It took only 4 minutes for thieves to steal crown jewels from Louvre Museum in Paris, say officials
  • Thieves bypassed security by using a basket lift via the riverfront facade, forcing a window open, and opening glass display cases using power tools
  • The daylight heist about 30 minutes after opening, with visitors already inside, was among the highest-profile museum thefts in living memory

PARIS: In a minutes-long strike Sunday inside the world’s most-visited museum, thieves rode a basket lift up the Louvre‘s facade, forced a window, smashed display cases and fled with priceless Napoleonic jewels, officials said.
The daylight heist about 30 minutes after opening, with visitors already inside, was among the highest-profile museum thefts in living memory and comes as staff complained that crowding and thin staffing are straining security.
The theft unfolded just 250 meters (270 yards) from the Mona Lisa, in what Culture Minister Rachida Dati described as a professional “four-minute operation.”
One object, the emerald-set imperial crown of Napoleon III’s wife, Empress Eugénie, containing more than 1,300 diamonds, was later found outside the museum, French authorities said.
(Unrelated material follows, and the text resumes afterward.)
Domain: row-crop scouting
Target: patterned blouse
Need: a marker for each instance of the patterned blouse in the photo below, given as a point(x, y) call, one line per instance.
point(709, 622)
It was reportedly recovered broken.
Images from the scene showed confused tourists being steered out of the glass pyramid and adjoining courtyards as officers closed nearby streets along the Seine.
A lift — which officials say the thieves brought and which was later removed — stood against the Seine-facing façade, their entry route and, observers said, a revealing weakness: that such machinery could be brought to a palace-museum unchecked.
 




French police officers stand next to a furniture elevator used by robbers to enter the Louvre Museum, on Quai Francois Mitterrand, in Paris on October 19, 2025. (AFP)
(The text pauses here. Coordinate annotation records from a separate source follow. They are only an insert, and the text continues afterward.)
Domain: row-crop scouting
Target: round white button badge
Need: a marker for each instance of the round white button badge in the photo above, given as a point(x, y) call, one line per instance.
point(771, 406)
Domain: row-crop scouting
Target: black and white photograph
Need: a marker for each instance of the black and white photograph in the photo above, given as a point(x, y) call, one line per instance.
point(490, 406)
A museum already under strain
Around 9:30 a.m., several intruders forced a window, cut panes with a disc cutter and went straight for the glass display cases, officials said. Interior Minister Laurent Nunez said the crew entered from outside using a basket lift via the riverfront facade to reach the hall with the 23-item royal collection.
Their target was the gilded Apollon Gallery, where the Crown Diamonds are displayed, including the Regent, the Sancy and the Hortensia.
The thieves smashed two display cases and fled on motorbikes, Nunez said. No one was hurt. Alarms brought Louvre agents to the room, forcing the intruders to bolt, but the theft was already done.
Eight objects were taken, according to officials: a sapphire diadem, necklace and single earring from a matching set linked to 19th-century French queens Marie-Amélie and Hortense; an emerald necklace and earrings from the matching set of Empress Marie-Louise, Napoleon Bonaparte’s second wife; a reliquary brooch; Empress Eugénie’s diadem; and her large corsage-bow brooch — a prized 19th-century imperial ensemble.
“It’s a major robbery,” Nunez said, noting that security measures at the Louvre had been strengthened in recent years and would be reinforced further as part of the museum’s upcoming overhaul plan. Officials said security upgrades include new-generation cameras, perimeter detection, and a new security control room. But critics say the measures come far too late.

The Louvre closed for the rest of Sunday for the forensic investigation to begin as police sealed gates, cleared courtyards and shut nearby streets along the Seine.
Daylight robberies during public hours are rare. Pulling one off inside the Louvre with visitors present ranks among Europe’s most audacious in recent history, and at least since Dresden’s Green Vault museum in 2019.
It also collides with a deeper tension the Louvre has struggled to resolve: swelling crowds and stretched staff. The museum delayed opening during a June staff walkout over overcrowding and chronic understaffing. Unions say mass tourism leaves too few eyes on too many rooms and creates pressure points where construction zones, freight routes and visitor flows meet.
Security around marquee works remains tight — the Mona Lisa sits behind bulletproof glass in a climate-controlled case — but Sunday’s theft also underscored that protections are not uniformly as robust across the museum’s more than 33,000 objects.




This picture shows the "Gallerie d'Apollon" ("Apollo's Gallery") on January 14, 2020 at the Louvre museum in Paris after the reopening of the Gallery following ten months of renovations. (AFP)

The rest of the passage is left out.